Publicado em 14/12/2018 por Jornal GGN

por Rui Daher
Como faz há 14 anos, a revista Globo Rural publica um anuário do agronegócio com o ranking das “500 maiores empresas do agro”. Aproveita para mais: premiar as melhores em 20 setores diferentes, expondo fotos e artigos de seus principais executivos. Com isso amealha boa inserção publicitária.
Reconheço ser um trabalho de fôlego da equipe da revista que tem seu complemento no ótimo programa dominical na TV Globo.
São comparados receita líquida, rentabilidade, ativos, giro, margem, liquidez corrente, entre outros indicadores econômicos e financeiros. Sabem o que isso representa para medir a sanidade das empresas contadores, economistas, administradores e, hoje em dia, uns poucos jornalistas.

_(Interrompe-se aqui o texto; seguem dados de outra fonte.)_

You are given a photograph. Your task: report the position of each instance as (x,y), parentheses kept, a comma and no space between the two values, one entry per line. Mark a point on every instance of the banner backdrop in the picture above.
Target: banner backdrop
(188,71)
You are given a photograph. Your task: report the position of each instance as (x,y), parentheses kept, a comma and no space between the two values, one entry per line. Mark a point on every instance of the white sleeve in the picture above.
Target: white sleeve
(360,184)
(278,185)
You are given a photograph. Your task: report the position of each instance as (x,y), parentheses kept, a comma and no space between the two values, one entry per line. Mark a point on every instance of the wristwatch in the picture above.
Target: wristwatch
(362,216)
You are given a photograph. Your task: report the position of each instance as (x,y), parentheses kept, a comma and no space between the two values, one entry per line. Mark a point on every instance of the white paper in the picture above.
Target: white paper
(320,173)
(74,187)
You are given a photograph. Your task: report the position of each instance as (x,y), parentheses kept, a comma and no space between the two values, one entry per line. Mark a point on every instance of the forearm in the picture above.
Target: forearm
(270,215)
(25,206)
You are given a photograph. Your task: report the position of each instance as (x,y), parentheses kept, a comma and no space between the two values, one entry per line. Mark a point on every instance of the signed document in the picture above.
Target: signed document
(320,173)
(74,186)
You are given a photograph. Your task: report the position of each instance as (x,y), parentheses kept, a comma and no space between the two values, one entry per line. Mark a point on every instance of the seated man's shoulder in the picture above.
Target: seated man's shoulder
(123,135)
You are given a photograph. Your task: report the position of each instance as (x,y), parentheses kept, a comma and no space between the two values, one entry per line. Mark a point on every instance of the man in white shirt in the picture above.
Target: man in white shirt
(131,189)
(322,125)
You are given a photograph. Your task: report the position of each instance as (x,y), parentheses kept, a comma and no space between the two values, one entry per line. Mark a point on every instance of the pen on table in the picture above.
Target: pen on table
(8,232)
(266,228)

Confesso que em finada era executiva costumava debruçar-me mais sobre tais números e comparativos. Principalmente, nos que afetavam os setores e as empresas em que estive empregado.
Não mais. Acabou o tesão, como quer e professa a senhora pastora Damares Alves, futura capitã do Ministério da Mulher, Família e Direitos Humanos. Ela diz vir para “defender a vida”. Não informou de quem e nem se pós-morte.

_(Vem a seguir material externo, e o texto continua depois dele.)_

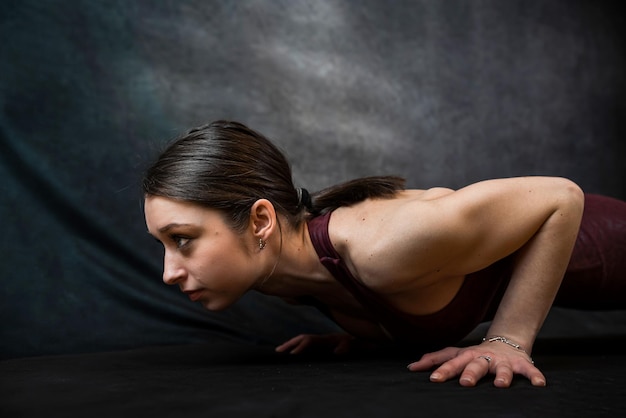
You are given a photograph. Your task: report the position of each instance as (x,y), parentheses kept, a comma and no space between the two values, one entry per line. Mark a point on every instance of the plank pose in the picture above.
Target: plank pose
(419,267)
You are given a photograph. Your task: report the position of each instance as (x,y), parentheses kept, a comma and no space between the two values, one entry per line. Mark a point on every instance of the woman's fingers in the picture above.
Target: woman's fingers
(430,360)
(295,345)
(473,364)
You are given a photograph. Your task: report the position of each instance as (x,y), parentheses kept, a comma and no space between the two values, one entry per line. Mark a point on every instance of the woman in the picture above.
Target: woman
(419,267)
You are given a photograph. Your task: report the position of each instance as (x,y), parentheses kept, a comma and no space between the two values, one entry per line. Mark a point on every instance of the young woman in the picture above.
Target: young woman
(419,267)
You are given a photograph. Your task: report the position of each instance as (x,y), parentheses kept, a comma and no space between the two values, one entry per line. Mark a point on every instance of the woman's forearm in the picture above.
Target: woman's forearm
(539,269)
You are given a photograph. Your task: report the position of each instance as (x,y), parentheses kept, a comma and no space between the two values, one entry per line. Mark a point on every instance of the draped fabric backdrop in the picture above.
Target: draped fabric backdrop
(441,92)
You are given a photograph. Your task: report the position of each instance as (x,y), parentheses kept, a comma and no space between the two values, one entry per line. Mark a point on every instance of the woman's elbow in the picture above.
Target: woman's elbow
(571,199)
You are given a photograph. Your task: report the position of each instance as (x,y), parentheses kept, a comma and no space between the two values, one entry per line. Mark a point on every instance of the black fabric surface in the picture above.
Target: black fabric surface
(585,379)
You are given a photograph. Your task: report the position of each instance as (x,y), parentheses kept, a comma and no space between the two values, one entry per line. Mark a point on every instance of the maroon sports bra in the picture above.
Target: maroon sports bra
(595,279)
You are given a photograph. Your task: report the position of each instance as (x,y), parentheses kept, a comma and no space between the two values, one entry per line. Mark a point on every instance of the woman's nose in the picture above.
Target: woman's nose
(172,272)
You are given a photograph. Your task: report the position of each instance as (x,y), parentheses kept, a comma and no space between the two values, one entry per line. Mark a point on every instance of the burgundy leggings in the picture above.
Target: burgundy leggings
(596,276)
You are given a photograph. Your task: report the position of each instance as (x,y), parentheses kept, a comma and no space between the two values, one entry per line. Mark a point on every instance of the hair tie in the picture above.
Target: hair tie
(304,198)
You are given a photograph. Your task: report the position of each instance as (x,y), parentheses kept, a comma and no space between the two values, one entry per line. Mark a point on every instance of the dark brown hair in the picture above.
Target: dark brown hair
(228,166)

Mas, em forma e conteúdo, o Anuário é bem-vindo e traz dados interessantes.
Em 2017, as 500 maiores empresas do agro registraram receita de R$ 725,5 bilhões, um aumento de 34,2% sobre 2013, o que significou uma taxa anual de crescimento de 6%. Por óbvio, acima do PIB nacional.
O intervalo entre a empresa número 1, a Cargill, com origem do capital nos EUA, para as 20 últimas nacionais que se espremem para não cair na Série B, varia entre R$ 34,2 bilhões e, em média, R$ 60 milhões. Diferença abissal considerando a fatia da amostragem.
Se tomarmos, entre as 500, as 50 maiores (10%), chegamos a uma receita líquida de R$ 491,0 bilhões (68%), uma concentração brutal, pois. Destas, 54% tem capital com origem em países do exterior, e majoritariamente estão nos segmentos da indústria de soja, óleos e tradings, complexo de carnes, distribuição de alimentos e bebidas, fertilizantes e agrotóxicos (de agora em diante, com Tereza Cristina, apelidados de defensivos).
Entre as 450 empresas seguintes, apenas 38 (8,5%) tem origem do capital fora do Brasil (Japão, Holanda, Argentina, e mais alguns países isolados). A grande maioria é de capital nacional e sua participação cai na razão direta em que suas receitas vão ficando menos expressivas. São mais de 400 bravos lutadores pelo agro brasileiro, certo?
Entre as 500 não encontrei uma que produzisse apenas insumos de origem natural, orgânica ou mineral. Talvez por isso a nossa empresa nunca irá estar entre as 10 mil maiores do agro.
Deixo-os à vontade para fuçarem mais. Eu passo. Prefiro escrever sob palmeirais e filipetas sobre o ministério que se forma e eu não me conformo.
Vejam os amigos leitores e amigas leitoras o quanto avançamos na estatização da economia agrária. E mais queremos privatizar. Mas com capital originário de onde se tão concentrados lá fora? “Ah, mas quem virá, me pergunto a toda hora, e o silêncio atravessa a madrugada”. Obrigado, Elton Medeiros.
Creio que ninguém. A irracionalidade foi eleita para nos “governar”.